Ile Maurice: Résidence privée du président de la République - Des travaux qui divisent

Les travaux prévus à la résidence privée du président de la République, Dharam Gokhool, continuent d'alimenter les débats. Entre allégations diffusées sur les réseaux sociaux, plainte pour diffamation, mise au point de la Présidence et revendications de l'opposition, l'affaire soulève une question plus large : que permet réellement le cadre légal en matière de sécurité du chef de l'État ?

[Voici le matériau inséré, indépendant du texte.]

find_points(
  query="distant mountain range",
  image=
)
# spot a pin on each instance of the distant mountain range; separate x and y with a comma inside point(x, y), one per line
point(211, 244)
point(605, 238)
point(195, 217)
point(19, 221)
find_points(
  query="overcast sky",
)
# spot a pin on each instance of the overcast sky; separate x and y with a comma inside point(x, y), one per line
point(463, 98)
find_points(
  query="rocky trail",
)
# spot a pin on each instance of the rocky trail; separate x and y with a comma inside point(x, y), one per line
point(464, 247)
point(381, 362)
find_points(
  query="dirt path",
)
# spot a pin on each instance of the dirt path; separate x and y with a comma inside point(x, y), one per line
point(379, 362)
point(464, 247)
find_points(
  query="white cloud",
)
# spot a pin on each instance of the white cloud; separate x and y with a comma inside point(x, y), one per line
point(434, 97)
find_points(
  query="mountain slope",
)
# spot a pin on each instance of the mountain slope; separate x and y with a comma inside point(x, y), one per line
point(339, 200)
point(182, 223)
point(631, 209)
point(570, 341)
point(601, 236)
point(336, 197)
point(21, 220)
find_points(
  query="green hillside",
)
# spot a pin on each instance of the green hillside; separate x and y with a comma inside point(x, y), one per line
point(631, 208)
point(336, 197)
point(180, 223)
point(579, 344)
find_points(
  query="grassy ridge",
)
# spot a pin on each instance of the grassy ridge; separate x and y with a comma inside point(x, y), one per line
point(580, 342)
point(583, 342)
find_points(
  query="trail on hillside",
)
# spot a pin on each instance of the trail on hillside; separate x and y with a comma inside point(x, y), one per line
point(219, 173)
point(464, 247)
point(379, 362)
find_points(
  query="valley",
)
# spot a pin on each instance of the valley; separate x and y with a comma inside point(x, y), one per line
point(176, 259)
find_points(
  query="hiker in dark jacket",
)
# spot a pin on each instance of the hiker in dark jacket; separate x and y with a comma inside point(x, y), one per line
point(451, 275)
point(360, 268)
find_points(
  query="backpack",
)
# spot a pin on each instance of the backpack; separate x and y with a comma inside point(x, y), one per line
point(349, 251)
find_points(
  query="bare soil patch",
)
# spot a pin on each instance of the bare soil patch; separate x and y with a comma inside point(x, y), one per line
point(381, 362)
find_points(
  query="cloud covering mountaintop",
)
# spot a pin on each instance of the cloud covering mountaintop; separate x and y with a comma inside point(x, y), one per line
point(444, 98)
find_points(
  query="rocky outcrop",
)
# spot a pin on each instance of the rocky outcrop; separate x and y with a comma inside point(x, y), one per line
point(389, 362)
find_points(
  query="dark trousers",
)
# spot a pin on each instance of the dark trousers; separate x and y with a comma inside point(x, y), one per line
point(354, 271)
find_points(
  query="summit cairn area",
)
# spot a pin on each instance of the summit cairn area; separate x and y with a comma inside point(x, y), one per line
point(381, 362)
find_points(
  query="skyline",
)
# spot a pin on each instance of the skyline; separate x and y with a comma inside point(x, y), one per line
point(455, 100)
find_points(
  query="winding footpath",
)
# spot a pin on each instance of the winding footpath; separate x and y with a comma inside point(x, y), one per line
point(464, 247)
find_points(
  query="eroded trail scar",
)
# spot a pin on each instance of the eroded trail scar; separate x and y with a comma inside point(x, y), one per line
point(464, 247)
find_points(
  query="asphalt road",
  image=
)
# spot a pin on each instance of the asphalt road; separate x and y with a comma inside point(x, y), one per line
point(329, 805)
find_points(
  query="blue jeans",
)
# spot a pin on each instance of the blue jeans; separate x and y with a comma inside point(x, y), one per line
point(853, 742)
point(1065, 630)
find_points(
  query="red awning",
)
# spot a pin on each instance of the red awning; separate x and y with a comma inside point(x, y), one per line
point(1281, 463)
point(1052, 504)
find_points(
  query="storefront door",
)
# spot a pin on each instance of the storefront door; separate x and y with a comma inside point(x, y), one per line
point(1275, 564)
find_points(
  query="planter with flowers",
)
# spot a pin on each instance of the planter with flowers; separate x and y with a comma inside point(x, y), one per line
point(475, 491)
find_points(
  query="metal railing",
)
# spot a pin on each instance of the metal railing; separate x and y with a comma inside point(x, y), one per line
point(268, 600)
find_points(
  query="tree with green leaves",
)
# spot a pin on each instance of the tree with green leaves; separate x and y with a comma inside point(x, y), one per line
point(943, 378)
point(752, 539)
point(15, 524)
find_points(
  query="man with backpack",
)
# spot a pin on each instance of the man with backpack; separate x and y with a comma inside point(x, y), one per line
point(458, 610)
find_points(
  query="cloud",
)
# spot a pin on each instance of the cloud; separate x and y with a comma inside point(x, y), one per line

La polémique trouve son origine dans une vidéo publiée mardi par l'activiste Raouf Khodabaccus. Celui-ci affirme que des travaux de sécurisation prévus à la résidence privée du président, dont le coût serait passé de Rs 17,3 millions à Rs 20,3 millions en l'espace de neuf mois, comprendraient notamment la construction d'un poste de garde, l'installation de générateurs, de dispositifs de surveillance et d'autres infrastructures de sécurité. Ces affirmations, largement relayées sur les réseaux sociaux, ont rapidement suscité des interrogations sur l'utilisation des fonds publics.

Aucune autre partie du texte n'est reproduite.